I hope that the Community Council will soon be receiving the full report which will enable the ultimate risk assessment to be undertaken which should happen alongside the development of remedial options. But I now have a reply from the SEPA saying that there was a 2 month delay in completing their investigations but that the responsible party for the bay pollution will be named soon.
The Scottish Environment Protection Agency say that if the polluter is the Ministry of Defence they will have to fund the cleanup work and take responsibility for a remedial action plan - or face legal action.
I have told the Agency that the clean up should happen as quickly a possible - and that work on removing similar radiation had already started at Almondbank in Perthshire which also had airline materials dumped on the site.
SEPA say:
“We are currently developing documentation which will provide the evidence of which party(ies) we consider responsible for the contamination. Once a suitable remediation option/management arrangements have been identified SEPA will expect those parties who are responsible for the contamination to undertake this work.”
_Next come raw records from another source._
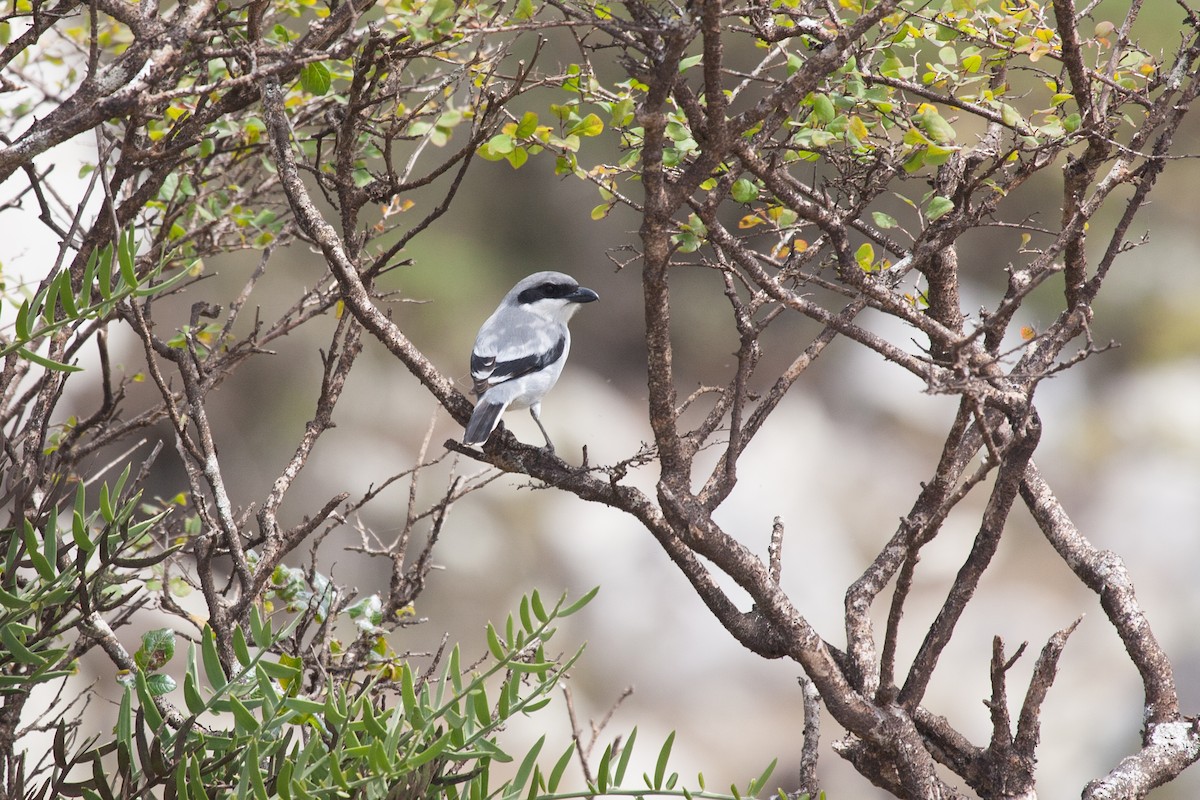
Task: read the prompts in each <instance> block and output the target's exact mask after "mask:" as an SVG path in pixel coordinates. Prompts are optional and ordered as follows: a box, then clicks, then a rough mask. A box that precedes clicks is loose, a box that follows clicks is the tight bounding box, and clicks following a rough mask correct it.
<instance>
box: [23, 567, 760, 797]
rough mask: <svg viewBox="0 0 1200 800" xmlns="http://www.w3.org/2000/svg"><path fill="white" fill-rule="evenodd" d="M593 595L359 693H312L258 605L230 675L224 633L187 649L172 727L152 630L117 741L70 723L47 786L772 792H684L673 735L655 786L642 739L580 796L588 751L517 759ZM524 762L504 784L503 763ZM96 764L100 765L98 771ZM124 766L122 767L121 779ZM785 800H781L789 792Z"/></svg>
mask: <svg viewBox="0 0 1200 800" xmlns="http://www.w3.org/2000/svg"><path fill="white" fill-rule="evenodd" d="M594 595H595V590H594V589H593V590H592V591H589V593H588V594H586V595H584V596H582V597H580V599H578V600H576V601H574V602H570V603H569V602H568V601H566V597H565V595H564V596H562V597H559V599H558V601H557V602H554V603H553V604H547V603H546V602H545V601H544V600H542V597H541V595H540V594H539V593H538V591H533V593H532V594H529V595H526V596H524V597H522V600H521V603H520V608H518V612H517V613H515V614H510V615H509V616H508V619H506V620H505V621H504V624H503V625H499V626H496V625H488V626H487V628H486V645H487V656H488V657H487V658H486V660H485V661H481V662H476V663H475V664H474V666H472V667H466V668H464V667H463V663H462V656H461V651H460V649H458V648H457V646H455V648H452V649H451V650H450V652H449V655H448V656H446V657H445V660H444V662H443V663H442V664H440V669H439V672H438V673H437V674H431V672H432V670H424V672H422V670H420V669H419V668H418V667H416V666H415V664H413V663H410V662H408V661H402V662H400V663H397V664H396V669H395V670H394V672H390V673H388V674H384V673H382V672H380V673H378V674H376V675H374V676H365V682H364V684H361V686H360V688H358V690H354V691H352V690H350V685H349V684H346V682H343V681H334V680H330V681H326V682H323V684H320V685H319V687H318V688H317V690H316V691H311V690H305V686H307V685H308V681H307V680H306V679H305V675H304V670H302V663H301V661H300V660H299V658H295V657H293V656H289V655H287V654H286V652H284V651H283V649H282V648H281V643H283V642H284V640H286V639H287V638H288V637H289V636H292V633H293V632H294V630H295V621H296V620H298V619H299V618H293V621H292V622H289V624H288V625H284V626H283V627H276V625H275V622H274V618H272V616H271V615H270V614H266V613H264V612H263V610H262V609H260V608H259V607H257V606H256V607H253V608H252V609H251V614H250V621H248V625H247V627H246V628H245V630H244V628H241V627H239V628H236V631H235V636H234V663H233V664H230V668H227V667H226V664H223V662H222V660H221V655H220V654H218V651H217V642H216V637H215V634H214V632H212V630H211V628H210V627H205V628H204V630H203V631H202V634H200V638H199V642H198V643H197V644H191V645H188V651H187V656H186V662H185V664H184V684H182V697H184V703H185V708H186V711H187V717H186V720H185V721H184V723H182V724H181V726H179V727H178V728H176V727H174V726H170V724H166V722H164V720H163V717H162V715H161V712H160V711H158V709H157V705H156V703H155V698H156V697H158V696H160V694H162V693H163V692H164V691H170V688H174V686H173V685H168V684H167V681H163V680H162V679H163V678H164V675H162V674H160V673H156V670H158V669H162V668H164V667H167V666H168V664H169V662H170V661H172V660H173V658H174V656H175V655H176V654H175V634H174V632H173V631H170V630H169V628H162V630H155V631H149V632H146V633H145V634H144V636H143V639H142V646H140V648H139V649H138V651H137V654H136V655H134V661H136V662H137V664H138V669H137V670H136V672H134V673H133V674H131V675H128V676H127V679H126V680H125V681H124V682H125V692H124V694H122V698H121V703H120V705H119V708H118V712H116V721H115V724H114V728H113V735H112V739H109V740H107V741H97V740H92V741H89V742H85V744H84V746H83V747H80V748H79V750H78V751H76V752H73V753H72V752H70V746H68V742H70V736H68V735H67V729H66V726H60V727H59V728H58V730H56V735H55V745H54V753H53V756H54V762H55V776H54V778H53V781H52V782H50V783H49V784H47V787H46V788H47V789H49V790H52V792H53V793H54V794H58V795H70V796H95V798H104V796H130V795H134V794H142V793H148V792H155V790H161V792H164V793H166V794H167V795H168V796H175V798H208V799H212V798H230V799H232V798H256V799H263V800H266V799H275V798H281V799H286V800H290V799H293V798H335V796H359V798H397V796H403V798H427V799H431V800H432V799H434V798H445V799H448V800H468V799H480V800H482V799H485V798H509V799H512V800H516V799H517V798H551V796H553V798H587V796H595V795H611V796H684V798H712V799H716V800H728V799H731V798H746V796H755V795H770V794H773V792H772V788H770V784H769V783H768V781H769V778H770V775H772V770H773V769H774V766H775V764H774V762H773V763H772V764H770V765H769V766H768V768H767V769H766V770H764V771H763V772H762V775H760V776H758V777H756V778H754V780H751V781H749V782H748V783H746V784H745V786H744V787H742V788H739V787H737V786H734V787H731V792H730V794H720V793H710V792H707V790H706V789H704V788H703V787H704V778H703V776H702V775H701V776H698V778H697V780H698V787H700V788H697V789H695V790H689V789H685V788H682V787H680V786H679V775H678V774H677V772H674V771H671V769H670V757H671V750H672V745H673V742H674V733H672V734H671V735H670V736H667V739H666V741H665V742H664V744H662V746H661V747H660V748H659V753H658V757H656V759H655V768H654V772H653V775H650V774H644V775H640V776H635V775H631V774H630V771H629V764H630V758H631V754H632V752H634V746H635V742H636V740H637V729H636V728H635V729H634V730H632V732H631V733H630V735H629V736H628V739H625V741H624V744H623V745H620V747H619V748H618V747H617V745H616V744H613V745H610V746H608V747H607V748H606V750H605V752H604V756H602V757H601V760H600V763H599V768H598V770H596V772H598V774H596V778H595V781H594V782H593V783H590V784H587V786H582V787H578V788H576V789H570V788H568V766H569V765H570V762H571V759H572V757H574V756H575V752H576V751H575V745H574V742H569V744H566V745H565V747H564V750H562V753H560V754H559V756H557V757H556V759H554V762H553V764H552V765H550V766H548V769H546V768H545V766H544V764H542V763H541V762H540V760H539V757H540V756H541V754H542V751H544V748H545V745H546V740H545V736H544V738H541V739H539V740H538V741H536V742H535V744H534V745H533V746H532V747H530V748H529V750H528V751H526V752H524V753H523V754H521V756H520V758H518V756H517V754H515V753H511V752H509V751H508V750H506V748H505V745H504V742H503V741H502V736H500V733H502V730H503V728H504V727H505V723H506V722H508V721H509V720H511V718H512V717H514V716H516V715H529V714H534V712H538V711H539V710H541V709H545V708H546V706H547V704H548V703H550V702H551V699H552V696H553V694H554V692H556V691H557V688H558V687H559V686H560V685H562V684H563V681H565V680H566V673H568V670H569V669H570V668H571V667H572V666H574V664H575V663H576V662H577V660H578V658H580V656H581V655H582V652H583V650H582V648H581V649H578V650H576V651H575V652H574V654H571V655H569V656H556V655H551V654H550V652H548V651H547V645H548V644H550V642H551V639H552V638H553V637H554V634H556V631H557V628H558V626H559V624H560V622H562V620H564V619H565V618H568V616H570V615H571V614H574V613H576V612H578V610H580V609H581V608H583V607H584V606H586V604H587V603H588V602H589V601H590V600H592V597H593V596H594ZM498 763H504V764H515V765H516V769H515V771H511V772H510V775H511V777H509V778H508V780H503V781H499V780H494V778H493V777H492V775H491V768H492V765H493V764H498ZM89 765H90V769H86V768H88V766H89ZM114 765H115V769H114ZM780 796H781V795H780Z"/></svg>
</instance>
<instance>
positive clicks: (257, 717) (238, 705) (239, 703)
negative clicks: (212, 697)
mask: <svg viewBox="0 0 1200 800" xmlns="http://www.w3.org/2000/svg"><path fill="white" fill-rule="evenodd" d="M229 710H232V711H233V718H234V721H235V722H236V723H238V726H239V727H241V728H244V729H245V730H247V732H250V733H253V732H256V730H258V728H259V724H258V717H256V716H254V714H253V712H252V711H251V710H250V709H248V708H246V704H245V703H242V702H241V700H239V699H238V698H236V697H234V696H232V694H230V696H229Z"/></svg>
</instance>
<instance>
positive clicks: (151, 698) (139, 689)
mask: <svg viewBox="0 0 1200 800" xmlns="http://www.w3.org/2000/svg"><path fill="white" fill-rule="evenodd" d="M154 678H155V681H154V682H152V684H151V682H150V678H146V674H145V673H144V672H142V670H138V674H137V675H136V676H134V686H137V690H138V703H139V704H140V705H142V714H143V715H144V716H145V722H146V727H149V728H150V730H155V732H157V730H160V729H161V728H162V711H160V710H158V706H157V705H155V704H154V698H155V697H157V696H160V694H166V693H167V692H170V691H173V690H174V688H175V679H174V678H172V676H170V675H154ZM156 690H158V691H156Z"/></svg>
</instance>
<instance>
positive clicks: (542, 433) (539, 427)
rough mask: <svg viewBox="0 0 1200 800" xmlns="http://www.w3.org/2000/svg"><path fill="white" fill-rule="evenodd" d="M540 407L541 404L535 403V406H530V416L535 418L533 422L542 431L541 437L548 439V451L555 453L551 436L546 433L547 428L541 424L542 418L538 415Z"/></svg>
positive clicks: (534, 405)
mask: <svg viewBox="0 0 1200 800" xmlns="http://www.w3.org/2000/svg"><path fill="white" fill-rule="evenodd" d="M540 405H541V403H534V404H533V405H530V407H529V416H532V417H533V421H534V422H536V423H538V427H539V428H540V429H541V435H542V437H545V439H546V450H548V451H550V452H554V443H553V441H551V440H550V434H548V433H546V426H544V425H542V423H541V417H540V416H539V415H538V408H539V407H540Z"/></svg>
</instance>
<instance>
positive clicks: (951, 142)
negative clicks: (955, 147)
mask: <svg viewBox="0 0 1200 800" xmlns="http://www.w3.org/2000/svg"><path fill="white" fill-rule="evenodd" d="M917 121H918V124H919V125H920V127H922V128H923V130H924V131H925V133H928V134H929V138H931V139H932V140H934V142H937V143H938V144H948V143H953V142H954V139H955V137H956V136H958V133H956V132H955V130H954V127H953V126H952V125H950V124H949V122H947V121H946V118H944V116H942V115H941V114H938V113H937V109H935V108H934V107H932V106H930V104H928V103H926V104H925V106H924V112H923V113H922V115H920V116H918V118H917Z"/></svg>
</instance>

This means that work may not start until late summer. I hope these will be the last delays.
Give the medical advice I will continue to press for an early date for the start of work.
In the letter the agencies Operations Director Mr. Calum Macdonald stated that –
“As previously indicated, we would prefer that this work is undertaken on a voluntary basis. However, in the event that no party(ies) volunteer to undertake this work, SEPA will use its statutory powers to ensure this does indeed occur.”
“If SEPA were to use its powers it would require the formal designation of area(s) of Dalgety Bay as radioactive contaminated land following which SEPA would determine the 'appropriate person(s)' to undertake the work. Clearly, we would seek to avoid such designation due to the potential impact on the local community.”
They say that they will select the right option for the cleanup and that the option must ensure the problem does not recur and is a long term solution for protection of the public.
SEPA stated –
“We are currently developing documentation which will provide the evidence of which party(ies) we consider responsible for the contamination. As indicated earlier this document will contain information provided from the physical investigation which we are awaiting, together with information from historic maps, images and witness's. We expect our initial views on whom we believe is responsible for the contamination, and would be considered the appropriate person if the land were to be designated, to be complete in May 2013. SEPA hopes that if, following publication of its report, the MoD is identified as a party responsible for the contamination that they would undertake remediation on a voluntary basis. This would avoid the need for designation of the area as radioactive contaminated land.”
I urge residents of Dalgety Bay to sign, as your Chairman has urged, the Community Council petition calling on the Scottish Environment Protection Agency and the Ministry of Defence to sanction the earliest possible cleanup work for Dalgety Bay’s beach. The petition calls for the authorities to move from the investigation phase of their work to the cleanup or remediation phase, where the beach is cleaned up and radioactive elements are removed or covered up for good.